BLAKE’s deep and enduring concern for child labourers, in his constant references to the misery experienced by chimney sweeps, is set against his perception that the Church authorities ignored this suffering, while God’s commitment is to suffer with humanity: “he who smiles on all . . . doth sit beside us and moan.”
For Blake, holding together what he called “contraries” was important — even fiercely and protectively held contrary experiences, and opposite views. I heard echoes of a Blakean insistence that “without contraries there is no progression” in a recent study by the University of York’s Centre for the Study of Christianity and Culture. In a three-year project with four sample cathedrals, one of the principles in the life of a contemporary cathedral on which they reflected was “the potency of adjacency”.
I reflected that, perhaps, “the potency of adjacency” is an interesting idea for today’s Church, not just today’s cathedrals, and it has something in its intensity which would be recognisable to Blake.
In a society that seems more furiously divided than ever, and after a 20th century full of big ideas and world wars, we have become suspicious of over-arching narratives, or programmes that seem to make things too neat. We learned, in the course of that 20th century, that theories of everything were as toxic as they were unifying; and that true and lasting unity is not grounded in uniformity.
And so, if a Church can not only tolerate but commit to different strands of spiritual and artistic expression, historical interpretation, and contemporary political reflection, then its vocation is holistic, innovative, and faithful, and will speak — into a society suspicious of religion — of a God who, in Christ, is worshipped as the God who carries our questions and is big enough for all our uncertainties.
BLAKE is difficult. His allusions are complicated, his ideas are contradictory, his vocabulary is confronting, but at the centre of what he tries to say is a bracing attempt at truth-telling which can be inspiring and energising for contemporary Christians.

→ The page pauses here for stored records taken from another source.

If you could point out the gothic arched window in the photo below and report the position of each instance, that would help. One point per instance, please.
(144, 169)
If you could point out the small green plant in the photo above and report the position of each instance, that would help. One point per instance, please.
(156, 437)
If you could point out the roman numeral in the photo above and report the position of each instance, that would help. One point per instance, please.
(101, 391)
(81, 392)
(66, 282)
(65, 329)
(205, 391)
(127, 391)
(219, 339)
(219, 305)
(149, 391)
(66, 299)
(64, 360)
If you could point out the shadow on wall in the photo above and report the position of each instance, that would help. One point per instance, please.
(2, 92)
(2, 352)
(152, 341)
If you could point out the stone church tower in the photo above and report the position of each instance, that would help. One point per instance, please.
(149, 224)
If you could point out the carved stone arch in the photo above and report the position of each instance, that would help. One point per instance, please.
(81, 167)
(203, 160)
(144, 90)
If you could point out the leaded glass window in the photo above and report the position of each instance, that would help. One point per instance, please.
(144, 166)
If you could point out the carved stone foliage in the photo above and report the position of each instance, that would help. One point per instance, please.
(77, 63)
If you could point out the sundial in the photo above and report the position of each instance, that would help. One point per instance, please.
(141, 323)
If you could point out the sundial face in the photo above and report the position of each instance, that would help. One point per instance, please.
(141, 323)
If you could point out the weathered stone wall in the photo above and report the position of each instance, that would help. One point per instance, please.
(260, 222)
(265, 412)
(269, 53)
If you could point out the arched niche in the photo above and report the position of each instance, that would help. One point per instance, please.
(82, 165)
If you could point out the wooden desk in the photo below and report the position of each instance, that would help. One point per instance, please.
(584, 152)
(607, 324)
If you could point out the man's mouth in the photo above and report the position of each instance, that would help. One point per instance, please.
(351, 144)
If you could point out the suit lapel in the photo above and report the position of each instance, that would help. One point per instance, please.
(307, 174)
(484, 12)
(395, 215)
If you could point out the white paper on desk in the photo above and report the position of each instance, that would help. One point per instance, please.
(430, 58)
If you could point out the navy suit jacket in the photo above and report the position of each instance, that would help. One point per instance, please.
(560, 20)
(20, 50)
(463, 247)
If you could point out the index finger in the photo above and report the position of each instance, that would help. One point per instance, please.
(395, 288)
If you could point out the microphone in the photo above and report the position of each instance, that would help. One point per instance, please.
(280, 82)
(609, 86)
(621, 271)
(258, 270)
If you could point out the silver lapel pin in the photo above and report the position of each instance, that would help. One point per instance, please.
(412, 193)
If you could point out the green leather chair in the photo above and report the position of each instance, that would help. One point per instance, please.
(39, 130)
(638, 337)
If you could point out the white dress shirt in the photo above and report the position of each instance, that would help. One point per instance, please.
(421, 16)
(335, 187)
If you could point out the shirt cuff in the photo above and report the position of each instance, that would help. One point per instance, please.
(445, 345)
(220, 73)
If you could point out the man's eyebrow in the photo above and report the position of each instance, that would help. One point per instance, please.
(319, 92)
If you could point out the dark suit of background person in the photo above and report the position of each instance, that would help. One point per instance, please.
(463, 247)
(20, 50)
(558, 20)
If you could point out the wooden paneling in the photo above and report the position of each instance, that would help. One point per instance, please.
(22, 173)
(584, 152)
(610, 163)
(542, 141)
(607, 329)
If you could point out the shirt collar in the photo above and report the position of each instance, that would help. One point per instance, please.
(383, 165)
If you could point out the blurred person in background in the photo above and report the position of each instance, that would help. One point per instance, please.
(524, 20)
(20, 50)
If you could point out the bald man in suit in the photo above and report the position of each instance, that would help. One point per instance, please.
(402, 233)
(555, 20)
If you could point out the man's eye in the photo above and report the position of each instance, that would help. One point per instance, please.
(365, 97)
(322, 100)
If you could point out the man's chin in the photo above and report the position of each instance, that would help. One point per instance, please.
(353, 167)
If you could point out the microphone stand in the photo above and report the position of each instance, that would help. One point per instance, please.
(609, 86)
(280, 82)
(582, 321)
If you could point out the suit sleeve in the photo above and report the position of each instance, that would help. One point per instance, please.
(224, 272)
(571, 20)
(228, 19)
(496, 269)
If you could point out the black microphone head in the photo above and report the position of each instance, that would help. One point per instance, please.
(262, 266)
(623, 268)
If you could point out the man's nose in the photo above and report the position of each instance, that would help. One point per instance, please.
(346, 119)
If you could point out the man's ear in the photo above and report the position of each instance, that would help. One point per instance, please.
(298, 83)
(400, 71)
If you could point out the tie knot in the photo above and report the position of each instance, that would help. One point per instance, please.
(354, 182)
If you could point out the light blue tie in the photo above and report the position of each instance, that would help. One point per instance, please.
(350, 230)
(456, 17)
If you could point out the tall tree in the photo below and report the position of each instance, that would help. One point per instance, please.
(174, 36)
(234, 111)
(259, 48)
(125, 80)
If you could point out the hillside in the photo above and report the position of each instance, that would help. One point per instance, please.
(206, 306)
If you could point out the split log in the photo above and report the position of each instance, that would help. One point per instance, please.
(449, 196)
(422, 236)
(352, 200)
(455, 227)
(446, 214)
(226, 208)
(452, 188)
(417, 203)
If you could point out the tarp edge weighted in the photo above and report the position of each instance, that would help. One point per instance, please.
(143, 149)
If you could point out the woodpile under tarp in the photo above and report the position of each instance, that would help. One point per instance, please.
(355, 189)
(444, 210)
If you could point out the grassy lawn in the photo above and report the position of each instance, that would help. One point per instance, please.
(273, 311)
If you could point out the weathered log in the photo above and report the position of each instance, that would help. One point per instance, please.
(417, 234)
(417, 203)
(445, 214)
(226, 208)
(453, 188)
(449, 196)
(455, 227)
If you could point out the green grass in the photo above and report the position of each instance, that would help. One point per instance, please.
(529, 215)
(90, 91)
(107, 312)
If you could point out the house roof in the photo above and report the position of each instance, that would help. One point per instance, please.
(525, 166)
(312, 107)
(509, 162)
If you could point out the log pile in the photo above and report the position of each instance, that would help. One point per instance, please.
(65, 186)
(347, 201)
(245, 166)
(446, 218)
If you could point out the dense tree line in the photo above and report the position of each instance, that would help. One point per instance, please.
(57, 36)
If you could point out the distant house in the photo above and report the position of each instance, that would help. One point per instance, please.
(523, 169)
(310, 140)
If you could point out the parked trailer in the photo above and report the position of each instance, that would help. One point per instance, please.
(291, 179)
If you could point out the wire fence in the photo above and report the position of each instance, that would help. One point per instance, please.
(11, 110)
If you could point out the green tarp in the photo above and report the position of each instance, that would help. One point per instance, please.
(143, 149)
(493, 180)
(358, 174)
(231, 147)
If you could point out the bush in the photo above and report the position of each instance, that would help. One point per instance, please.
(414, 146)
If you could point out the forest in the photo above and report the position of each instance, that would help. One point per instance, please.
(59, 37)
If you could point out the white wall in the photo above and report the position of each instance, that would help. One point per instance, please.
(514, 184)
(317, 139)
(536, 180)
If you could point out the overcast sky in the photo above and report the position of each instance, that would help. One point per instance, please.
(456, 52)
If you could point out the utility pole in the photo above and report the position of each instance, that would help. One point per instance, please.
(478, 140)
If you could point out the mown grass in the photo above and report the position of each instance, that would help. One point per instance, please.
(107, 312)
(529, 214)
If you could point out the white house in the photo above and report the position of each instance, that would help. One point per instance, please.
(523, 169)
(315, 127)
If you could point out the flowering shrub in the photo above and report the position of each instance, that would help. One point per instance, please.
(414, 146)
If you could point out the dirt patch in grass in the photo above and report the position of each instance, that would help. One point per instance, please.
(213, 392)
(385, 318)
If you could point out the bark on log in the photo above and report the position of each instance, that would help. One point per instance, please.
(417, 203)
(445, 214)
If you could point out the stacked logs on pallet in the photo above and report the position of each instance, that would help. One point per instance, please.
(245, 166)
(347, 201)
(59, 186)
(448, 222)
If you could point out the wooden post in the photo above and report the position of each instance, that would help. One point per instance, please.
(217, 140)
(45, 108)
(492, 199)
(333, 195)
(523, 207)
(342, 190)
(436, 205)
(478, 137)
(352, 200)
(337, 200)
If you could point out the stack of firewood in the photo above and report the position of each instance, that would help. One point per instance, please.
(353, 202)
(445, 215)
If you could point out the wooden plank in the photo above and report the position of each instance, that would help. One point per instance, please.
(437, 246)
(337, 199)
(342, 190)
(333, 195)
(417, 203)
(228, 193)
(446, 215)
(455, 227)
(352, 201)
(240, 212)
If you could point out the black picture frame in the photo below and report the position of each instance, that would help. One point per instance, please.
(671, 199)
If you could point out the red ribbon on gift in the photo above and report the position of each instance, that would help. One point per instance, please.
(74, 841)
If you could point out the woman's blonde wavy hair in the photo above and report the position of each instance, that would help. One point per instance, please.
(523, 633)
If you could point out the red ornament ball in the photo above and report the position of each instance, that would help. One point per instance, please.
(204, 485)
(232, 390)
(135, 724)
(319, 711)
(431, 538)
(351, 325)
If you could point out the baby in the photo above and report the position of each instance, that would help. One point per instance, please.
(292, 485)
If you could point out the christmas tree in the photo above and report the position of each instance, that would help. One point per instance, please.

PAWilliam Blake’s new gravestone
His assertion that “Every thing that lives is holy” (The Marriage of Heaven and Hell, Plate 27, Erdman’s edition, page 45) challenges any dualism, or separation of sacred and secular, in which we might indulge. But, for me, the strand of Blake’s thought which is perhaps the most evocative is his insistence on human imagination as our gift and our responsibility in considering all things material and spiritual. Open-heartedness and open-mindedness seem to be scarce on shouty Twitter and in the blogosphere, where outrage and attention-seeking can combine to toxic effect.
And so, in my more belligerent moments — and especially when I’m tempted to communicate online — I try to hear the warning note sounded in Blake’s brilliant imagery: “The man who never alters his opinion is like standing water, and breeds reptiles of the mind”; and, in his haunting poem “London”, his urging the closed-minded to free themselves and others from their own “mind-forg’d manacles”.
Blake’s opinions were certainly attention-catching, and he could never be accused of blandness, but he was buried in an unmarked grave, unappreciated in his lifetime, his voice largely unheard. Now he has a gravestone, and, I would suggest, a distinctively Christian voice for our time.
The Revd Lucy Winkett is the Rector of St James’s, Piccadilly, in London.